Opinion Home | Magic of Mexico

  • Greg Custer | May 2, 2016 10:30 AM ET

    Say What? Weed Legalization in Mexico?

    Say What? Weed Legalization in Mexico?

    Photo courtesy of Thinkstock

    It’s a brave new world in Mexico. It seems there’s no end to the “Say what?” news in this the Western Hemisphere’s most evolving democracy. If you peek beyond the rhetorical and resort walls, what’s happening may challenge your view of Mexico as the land of mañana. So let’s pause in this election year to contemplate our distant neighbor and the societal and political debates that are reshaping the Mexico you sell to customers.

    Writer Glen Olives Thompson wrote last week about how (despite our close ties) we Americans don’t know about much about Mexico.
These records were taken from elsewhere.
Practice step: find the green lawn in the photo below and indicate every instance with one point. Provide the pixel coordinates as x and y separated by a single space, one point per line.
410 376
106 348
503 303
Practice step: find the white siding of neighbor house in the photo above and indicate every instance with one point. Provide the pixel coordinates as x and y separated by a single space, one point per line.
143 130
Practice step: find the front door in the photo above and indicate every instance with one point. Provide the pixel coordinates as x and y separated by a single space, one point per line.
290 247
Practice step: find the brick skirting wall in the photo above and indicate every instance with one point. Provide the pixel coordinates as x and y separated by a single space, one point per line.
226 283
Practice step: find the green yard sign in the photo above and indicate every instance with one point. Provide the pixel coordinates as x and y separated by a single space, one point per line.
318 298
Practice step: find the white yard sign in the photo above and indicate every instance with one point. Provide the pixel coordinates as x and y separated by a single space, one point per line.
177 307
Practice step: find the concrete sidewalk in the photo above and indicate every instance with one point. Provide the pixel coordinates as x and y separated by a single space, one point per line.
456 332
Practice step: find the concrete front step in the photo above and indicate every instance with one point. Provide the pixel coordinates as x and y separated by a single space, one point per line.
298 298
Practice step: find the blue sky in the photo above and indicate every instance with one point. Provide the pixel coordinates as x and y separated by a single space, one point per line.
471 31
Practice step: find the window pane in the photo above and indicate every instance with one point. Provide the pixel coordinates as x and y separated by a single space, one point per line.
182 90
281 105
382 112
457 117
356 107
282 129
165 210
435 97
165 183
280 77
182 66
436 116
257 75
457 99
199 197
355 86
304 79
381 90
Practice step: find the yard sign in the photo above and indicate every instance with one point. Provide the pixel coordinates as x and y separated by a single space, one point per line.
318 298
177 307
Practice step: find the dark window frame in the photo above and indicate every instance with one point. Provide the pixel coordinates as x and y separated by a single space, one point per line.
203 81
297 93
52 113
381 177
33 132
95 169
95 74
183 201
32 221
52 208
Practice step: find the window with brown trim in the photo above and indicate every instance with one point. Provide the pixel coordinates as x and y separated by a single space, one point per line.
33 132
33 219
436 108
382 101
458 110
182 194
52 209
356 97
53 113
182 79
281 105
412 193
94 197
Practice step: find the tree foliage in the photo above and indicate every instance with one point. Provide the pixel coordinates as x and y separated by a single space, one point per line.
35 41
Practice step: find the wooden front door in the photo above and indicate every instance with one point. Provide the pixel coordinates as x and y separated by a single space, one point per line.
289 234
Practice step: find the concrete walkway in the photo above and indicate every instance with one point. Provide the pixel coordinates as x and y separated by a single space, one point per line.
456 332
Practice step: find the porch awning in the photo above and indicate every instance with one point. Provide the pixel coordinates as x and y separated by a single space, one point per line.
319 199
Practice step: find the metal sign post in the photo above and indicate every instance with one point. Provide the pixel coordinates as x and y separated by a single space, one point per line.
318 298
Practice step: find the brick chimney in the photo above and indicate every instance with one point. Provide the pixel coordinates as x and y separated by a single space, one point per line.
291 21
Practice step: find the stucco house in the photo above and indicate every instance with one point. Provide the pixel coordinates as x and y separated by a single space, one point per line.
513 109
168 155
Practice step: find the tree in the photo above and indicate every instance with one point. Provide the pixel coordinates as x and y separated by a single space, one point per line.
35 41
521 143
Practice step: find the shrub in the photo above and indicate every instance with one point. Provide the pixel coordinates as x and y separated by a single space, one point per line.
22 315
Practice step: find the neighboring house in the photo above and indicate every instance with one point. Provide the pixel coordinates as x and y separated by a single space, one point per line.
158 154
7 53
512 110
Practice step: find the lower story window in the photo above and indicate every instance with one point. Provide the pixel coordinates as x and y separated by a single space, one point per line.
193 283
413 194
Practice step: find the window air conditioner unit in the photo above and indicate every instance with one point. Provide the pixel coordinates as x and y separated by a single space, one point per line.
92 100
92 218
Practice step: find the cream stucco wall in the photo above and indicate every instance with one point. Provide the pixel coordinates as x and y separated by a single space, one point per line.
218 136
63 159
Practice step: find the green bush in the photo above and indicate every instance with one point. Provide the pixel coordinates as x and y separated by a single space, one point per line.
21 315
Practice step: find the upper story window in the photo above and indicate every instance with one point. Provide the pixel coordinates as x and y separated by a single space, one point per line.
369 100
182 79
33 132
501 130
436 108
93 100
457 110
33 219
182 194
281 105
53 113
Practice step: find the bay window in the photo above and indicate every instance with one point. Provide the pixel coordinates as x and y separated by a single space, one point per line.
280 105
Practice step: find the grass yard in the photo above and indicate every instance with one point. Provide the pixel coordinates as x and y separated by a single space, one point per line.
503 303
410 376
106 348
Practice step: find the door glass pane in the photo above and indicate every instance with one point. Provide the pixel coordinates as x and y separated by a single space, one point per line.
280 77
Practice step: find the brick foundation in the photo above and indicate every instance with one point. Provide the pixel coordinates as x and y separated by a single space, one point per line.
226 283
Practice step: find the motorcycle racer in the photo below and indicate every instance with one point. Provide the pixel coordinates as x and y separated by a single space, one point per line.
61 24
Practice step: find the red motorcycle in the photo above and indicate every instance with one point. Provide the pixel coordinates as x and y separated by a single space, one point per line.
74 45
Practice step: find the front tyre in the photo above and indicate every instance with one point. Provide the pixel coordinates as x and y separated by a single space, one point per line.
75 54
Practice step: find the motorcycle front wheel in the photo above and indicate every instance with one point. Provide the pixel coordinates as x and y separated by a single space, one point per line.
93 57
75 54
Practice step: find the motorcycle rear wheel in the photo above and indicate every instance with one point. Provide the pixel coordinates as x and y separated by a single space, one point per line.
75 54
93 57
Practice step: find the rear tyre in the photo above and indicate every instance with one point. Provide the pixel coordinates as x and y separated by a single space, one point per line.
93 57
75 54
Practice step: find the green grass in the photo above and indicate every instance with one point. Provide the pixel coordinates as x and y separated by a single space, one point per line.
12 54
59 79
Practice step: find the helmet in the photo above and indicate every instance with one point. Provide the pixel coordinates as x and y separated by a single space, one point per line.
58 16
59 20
The same applies to Mexicans looking north. It’s true, most Americans are either blind to their southern neighbor, or we form an opinion from vacation visits, a fleeting chat with the guy who mows our lawn, or current election hyperbole about our immigration mess. As a full-time Mexico resident, I see how North Americans who reside here (totaling some 1 million) are sometimes no better informed, as socio-economic and linguistic walls still divide the gringos from their neighbors.
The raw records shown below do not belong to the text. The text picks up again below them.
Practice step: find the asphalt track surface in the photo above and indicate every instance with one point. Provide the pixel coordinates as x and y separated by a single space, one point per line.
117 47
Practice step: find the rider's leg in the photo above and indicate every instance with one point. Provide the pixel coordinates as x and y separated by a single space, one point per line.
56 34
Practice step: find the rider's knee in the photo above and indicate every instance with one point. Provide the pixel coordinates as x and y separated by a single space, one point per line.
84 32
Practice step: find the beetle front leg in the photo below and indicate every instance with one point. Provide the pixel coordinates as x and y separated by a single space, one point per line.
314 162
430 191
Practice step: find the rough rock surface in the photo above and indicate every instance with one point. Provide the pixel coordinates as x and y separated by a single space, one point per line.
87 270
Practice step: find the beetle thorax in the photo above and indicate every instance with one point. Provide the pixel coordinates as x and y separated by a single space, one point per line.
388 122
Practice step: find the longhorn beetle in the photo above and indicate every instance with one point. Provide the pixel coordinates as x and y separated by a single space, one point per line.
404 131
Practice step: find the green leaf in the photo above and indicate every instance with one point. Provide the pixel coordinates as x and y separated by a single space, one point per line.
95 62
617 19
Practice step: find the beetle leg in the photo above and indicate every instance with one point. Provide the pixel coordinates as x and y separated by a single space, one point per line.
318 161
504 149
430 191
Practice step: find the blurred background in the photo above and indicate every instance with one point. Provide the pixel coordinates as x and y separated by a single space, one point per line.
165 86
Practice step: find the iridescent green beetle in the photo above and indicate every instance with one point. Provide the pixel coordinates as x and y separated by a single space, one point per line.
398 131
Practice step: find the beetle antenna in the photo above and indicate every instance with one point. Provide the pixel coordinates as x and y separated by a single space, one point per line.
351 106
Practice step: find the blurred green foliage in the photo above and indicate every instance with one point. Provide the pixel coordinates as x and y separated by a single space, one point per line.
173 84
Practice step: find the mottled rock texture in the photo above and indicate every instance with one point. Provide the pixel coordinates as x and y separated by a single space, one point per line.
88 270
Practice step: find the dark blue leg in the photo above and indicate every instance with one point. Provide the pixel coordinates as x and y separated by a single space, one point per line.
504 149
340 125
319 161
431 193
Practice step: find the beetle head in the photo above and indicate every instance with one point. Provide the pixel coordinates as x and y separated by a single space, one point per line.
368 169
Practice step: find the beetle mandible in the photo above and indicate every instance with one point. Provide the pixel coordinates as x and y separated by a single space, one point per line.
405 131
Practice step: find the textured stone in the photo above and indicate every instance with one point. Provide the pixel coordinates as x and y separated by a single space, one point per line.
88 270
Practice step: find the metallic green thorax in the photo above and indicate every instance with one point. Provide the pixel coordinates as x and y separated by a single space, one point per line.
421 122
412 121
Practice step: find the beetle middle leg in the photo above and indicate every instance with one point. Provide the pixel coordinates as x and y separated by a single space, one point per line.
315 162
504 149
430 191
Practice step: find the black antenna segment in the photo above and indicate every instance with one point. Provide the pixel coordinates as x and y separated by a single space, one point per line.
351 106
    Are we witnessing a watershed moment in Mexico’s climb toward a 21st century democracy? And what does all this reform mean to Mexico’s booming tourism economy?

    Mexican leaders and public opinion wrestles with issues from the intractable to the inane: education reform, bullfighting’s morality, trade union opaqueness, protecting journalists, putting the military back in the barracks, the rights of women, and poverty abatement. There are also the less strident reforms of recent times, like the banning of salt shakers on restaurant tables in Mexico City (blood pressure abatement), or how you get a 75 percent reduction in traffic tickets if you pay the fine within seven days (does that mean your original peccadillo was only 25 percent wrong?).

    So it’s with this background of societal stirrings we learn last week Mexican president Enrique Peña Nieto’s intent to send legislation to congress to significantly liberalize Mexico’s draconian “mariguana” restrictions.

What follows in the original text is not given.